A lot of people read up on good Python practice, and there's plenty of
information about that on the Internet. Many tips are included in the book I
wrote this year,
The Hacker's Guide to Python. Today I'd
like to show a concrete case of code that I don't consider being the state of
the art.
In my
last article
where I talked about my new project Gnocchi, I wrote about how I tested, hacked
and then ditched
whisper out. Here I'm
going to explain part of my thought process and a few things that raised my
eyebrows when hacking this code.
Before I start, please don't get the spirit of this article wrong. It's in no
way a personal attack to the authors and contributors (who I don't know).
Furthermore,
whisper is a piece of code that is in production in thousands of
installation, storing metrics for years. While I can argue that I consider the
code not to be following best practice, it definitely works well enough and is
worthy to a lot of people.
Tests
The first thing that I noticed when trying to hack on
whisper, is the lack of
test. There's only one file containing tests, named
test_whisper.py
, and the
coverage it provides is pretty low. One can check that using the
coverage
tool.
$ coverage run test_whisper.py
...........
----------------------------------------------------------------------
Ran 11 tests in 0.014s
OK
$ coverage report
Name Stmts Miss Cover
----------------------------------
test_whisper 134 4 97%
whisper 584 227 61%
----------------------------------
TOTAL 718 231 67%
While one would think that 61% is "not so bad", taking a quick peak at the
actual test code shows that the tests are incomplete. Why I mean by incomplete
is that they for example use the library to store values into a database, but
they never check if the results can be fetched and if the fetched results are
accurate. Here's a good reason one should never blindly trust the test cover
percentage as a quality metric.
When I tried to modify
whisper, as the tests do not check the entire cycle of
the values fed into the database, I ended up doing wrong changes but had the
tests still pass.
No PEP 8, no Python 3
The code doesn't respect PEP 8 . A run of
flake8 +
hacking shows 732 errors While it does
not impact the code itself, it's more painful to hack on it than it is on most
Python projects.
The
hacking tool also shows that the code is not Python 3 ready as there is
usage of Python 2 only syntax.
A good way to fix that would be to set up
tox
and adds a few targets for PEP 8 checks and Python 3 tests. Even if the test
suite is not complete, starting by having flake8 run without errors and the few
unit tests working with Python 3 should put the project in a better light.
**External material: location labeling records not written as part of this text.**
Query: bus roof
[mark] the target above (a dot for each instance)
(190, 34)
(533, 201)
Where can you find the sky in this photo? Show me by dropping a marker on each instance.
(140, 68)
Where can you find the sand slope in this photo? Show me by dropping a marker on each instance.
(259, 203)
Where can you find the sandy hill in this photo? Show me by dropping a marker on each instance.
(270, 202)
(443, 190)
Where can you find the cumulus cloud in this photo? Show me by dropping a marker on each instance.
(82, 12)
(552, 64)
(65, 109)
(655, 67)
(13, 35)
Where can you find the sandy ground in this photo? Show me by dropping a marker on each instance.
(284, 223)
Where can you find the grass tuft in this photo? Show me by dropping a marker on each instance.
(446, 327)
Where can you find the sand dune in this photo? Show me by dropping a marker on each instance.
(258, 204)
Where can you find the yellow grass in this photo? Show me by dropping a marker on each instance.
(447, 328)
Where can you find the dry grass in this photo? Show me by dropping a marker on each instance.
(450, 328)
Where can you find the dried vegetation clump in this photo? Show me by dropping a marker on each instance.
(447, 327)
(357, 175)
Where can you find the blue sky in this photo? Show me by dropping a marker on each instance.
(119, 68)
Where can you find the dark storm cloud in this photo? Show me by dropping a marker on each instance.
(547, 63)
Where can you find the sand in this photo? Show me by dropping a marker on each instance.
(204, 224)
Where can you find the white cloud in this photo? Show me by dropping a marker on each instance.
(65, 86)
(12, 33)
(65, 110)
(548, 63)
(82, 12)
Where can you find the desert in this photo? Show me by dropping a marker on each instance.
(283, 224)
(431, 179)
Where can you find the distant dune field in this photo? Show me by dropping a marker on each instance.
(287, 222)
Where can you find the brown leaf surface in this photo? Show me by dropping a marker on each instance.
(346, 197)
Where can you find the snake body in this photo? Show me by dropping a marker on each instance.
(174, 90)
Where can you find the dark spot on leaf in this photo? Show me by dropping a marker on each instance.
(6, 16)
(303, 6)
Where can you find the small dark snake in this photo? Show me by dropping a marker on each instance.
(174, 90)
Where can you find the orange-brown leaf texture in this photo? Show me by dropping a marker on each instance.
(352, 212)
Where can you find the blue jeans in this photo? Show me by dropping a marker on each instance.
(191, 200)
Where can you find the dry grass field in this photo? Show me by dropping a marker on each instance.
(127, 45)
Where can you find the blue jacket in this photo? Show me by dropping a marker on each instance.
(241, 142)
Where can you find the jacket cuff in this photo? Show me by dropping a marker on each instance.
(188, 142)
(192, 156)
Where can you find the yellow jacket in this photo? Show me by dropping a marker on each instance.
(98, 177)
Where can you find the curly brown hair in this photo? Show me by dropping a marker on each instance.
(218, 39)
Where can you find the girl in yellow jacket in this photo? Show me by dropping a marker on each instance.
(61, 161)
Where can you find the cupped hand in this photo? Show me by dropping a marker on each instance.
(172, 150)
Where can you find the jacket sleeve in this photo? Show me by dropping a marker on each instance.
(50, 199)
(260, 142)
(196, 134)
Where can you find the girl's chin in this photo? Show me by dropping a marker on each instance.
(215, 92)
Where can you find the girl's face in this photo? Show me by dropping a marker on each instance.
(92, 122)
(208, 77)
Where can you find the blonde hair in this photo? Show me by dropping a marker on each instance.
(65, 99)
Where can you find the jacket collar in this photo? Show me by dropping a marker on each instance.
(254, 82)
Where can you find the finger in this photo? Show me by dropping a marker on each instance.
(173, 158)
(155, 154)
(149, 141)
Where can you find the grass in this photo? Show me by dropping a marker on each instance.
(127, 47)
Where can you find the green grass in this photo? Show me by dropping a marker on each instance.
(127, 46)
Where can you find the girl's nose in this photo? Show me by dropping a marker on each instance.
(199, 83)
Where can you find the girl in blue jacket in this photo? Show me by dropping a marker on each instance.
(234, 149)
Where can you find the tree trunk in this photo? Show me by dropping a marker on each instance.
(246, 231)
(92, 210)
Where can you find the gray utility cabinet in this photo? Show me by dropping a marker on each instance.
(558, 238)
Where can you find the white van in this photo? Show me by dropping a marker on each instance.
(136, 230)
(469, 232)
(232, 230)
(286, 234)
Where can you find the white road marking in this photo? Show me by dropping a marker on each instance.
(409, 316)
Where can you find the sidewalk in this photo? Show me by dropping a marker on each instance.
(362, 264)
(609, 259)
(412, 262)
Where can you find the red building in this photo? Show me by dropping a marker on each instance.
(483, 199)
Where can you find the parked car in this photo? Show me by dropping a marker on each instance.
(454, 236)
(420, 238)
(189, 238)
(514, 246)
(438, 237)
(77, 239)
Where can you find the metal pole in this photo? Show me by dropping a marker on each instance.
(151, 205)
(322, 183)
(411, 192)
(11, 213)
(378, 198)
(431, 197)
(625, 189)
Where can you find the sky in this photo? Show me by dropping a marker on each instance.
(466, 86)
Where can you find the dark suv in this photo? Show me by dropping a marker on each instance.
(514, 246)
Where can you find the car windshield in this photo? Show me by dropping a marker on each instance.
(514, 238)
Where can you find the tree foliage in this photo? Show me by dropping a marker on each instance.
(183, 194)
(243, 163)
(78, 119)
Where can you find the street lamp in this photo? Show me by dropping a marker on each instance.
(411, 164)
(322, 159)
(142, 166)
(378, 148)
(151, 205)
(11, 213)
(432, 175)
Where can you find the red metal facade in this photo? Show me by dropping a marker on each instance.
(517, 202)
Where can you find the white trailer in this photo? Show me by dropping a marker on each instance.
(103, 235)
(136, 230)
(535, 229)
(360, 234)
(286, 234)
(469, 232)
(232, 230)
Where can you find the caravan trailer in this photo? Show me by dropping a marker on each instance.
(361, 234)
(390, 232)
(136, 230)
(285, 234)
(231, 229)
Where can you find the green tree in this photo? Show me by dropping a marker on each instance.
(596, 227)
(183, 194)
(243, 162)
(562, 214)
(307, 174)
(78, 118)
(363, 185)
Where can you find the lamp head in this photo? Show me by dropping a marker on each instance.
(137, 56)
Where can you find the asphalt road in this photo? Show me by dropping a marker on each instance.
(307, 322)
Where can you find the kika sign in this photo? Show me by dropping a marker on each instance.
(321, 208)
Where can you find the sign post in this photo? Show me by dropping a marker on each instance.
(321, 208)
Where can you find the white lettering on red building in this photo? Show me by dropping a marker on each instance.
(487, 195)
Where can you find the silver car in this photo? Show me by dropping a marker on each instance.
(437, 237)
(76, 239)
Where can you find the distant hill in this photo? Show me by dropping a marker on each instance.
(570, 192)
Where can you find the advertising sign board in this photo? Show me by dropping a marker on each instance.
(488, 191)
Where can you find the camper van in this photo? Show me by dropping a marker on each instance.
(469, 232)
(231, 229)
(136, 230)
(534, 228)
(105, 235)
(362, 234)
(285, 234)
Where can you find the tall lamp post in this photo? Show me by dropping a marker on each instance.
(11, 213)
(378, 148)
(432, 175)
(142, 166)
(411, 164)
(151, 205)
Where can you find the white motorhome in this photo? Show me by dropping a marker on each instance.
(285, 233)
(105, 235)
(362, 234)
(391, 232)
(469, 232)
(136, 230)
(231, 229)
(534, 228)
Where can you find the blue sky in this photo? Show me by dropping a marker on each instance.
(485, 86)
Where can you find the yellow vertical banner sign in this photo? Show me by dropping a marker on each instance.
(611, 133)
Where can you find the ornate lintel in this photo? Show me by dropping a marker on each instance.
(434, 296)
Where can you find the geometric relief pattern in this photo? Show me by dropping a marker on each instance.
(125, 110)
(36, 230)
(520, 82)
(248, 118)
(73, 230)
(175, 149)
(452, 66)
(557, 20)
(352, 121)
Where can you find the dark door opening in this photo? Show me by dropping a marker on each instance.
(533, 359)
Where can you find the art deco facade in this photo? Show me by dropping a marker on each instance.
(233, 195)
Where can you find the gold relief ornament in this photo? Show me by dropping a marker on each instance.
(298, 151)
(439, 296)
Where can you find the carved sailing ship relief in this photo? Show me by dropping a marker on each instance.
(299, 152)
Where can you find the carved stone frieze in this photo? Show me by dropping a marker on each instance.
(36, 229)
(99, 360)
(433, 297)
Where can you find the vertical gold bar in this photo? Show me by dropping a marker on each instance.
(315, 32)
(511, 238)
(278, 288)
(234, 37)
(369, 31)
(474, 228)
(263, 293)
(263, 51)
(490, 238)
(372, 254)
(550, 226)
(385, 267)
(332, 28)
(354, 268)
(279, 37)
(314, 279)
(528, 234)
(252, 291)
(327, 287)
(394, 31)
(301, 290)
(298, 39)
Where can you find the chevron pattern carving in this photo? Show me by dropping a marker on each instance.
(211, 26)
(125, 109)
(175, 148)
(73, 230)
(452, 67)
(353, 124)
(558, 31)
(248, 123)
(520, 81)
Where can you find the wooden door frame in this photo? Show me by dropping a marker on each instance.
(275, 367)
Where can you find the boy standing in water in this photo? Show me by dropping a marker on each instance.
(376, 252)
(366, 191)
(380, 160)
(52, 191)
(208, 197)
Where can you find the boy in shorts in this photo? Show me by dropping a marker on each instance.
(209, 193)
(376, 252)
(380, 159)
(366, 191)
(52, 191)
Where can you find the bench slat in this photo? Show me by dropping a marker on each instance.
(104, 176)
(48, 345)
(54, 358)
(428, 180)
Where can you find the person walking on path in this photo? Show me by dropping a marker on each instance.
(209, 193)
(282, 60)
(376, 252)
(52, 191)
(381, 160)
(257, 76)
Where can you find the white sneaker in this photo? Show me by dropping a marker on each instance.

Not using idiomatic Python
A lot of the code could be simplified by using idiomatic Python. Let's take a
simple example:
def fetch(path,fromTime,untilTime=None,now=None):
fh = None
try:
fh = open(path,'rb')
return file_fetch(fh, fromTime, untilTime, now)
finally:
if fh:
fh.close()
That piece of code could be easily rewritten as:
def fetch(path,fromTime,untilTime=None,now=None):
with open(path, 'rb') as fh:
return file_fetch(fh, fromTime, untilTime, now)
This way, the function looks actually so simple that one can even wonder why it
should exists but why not.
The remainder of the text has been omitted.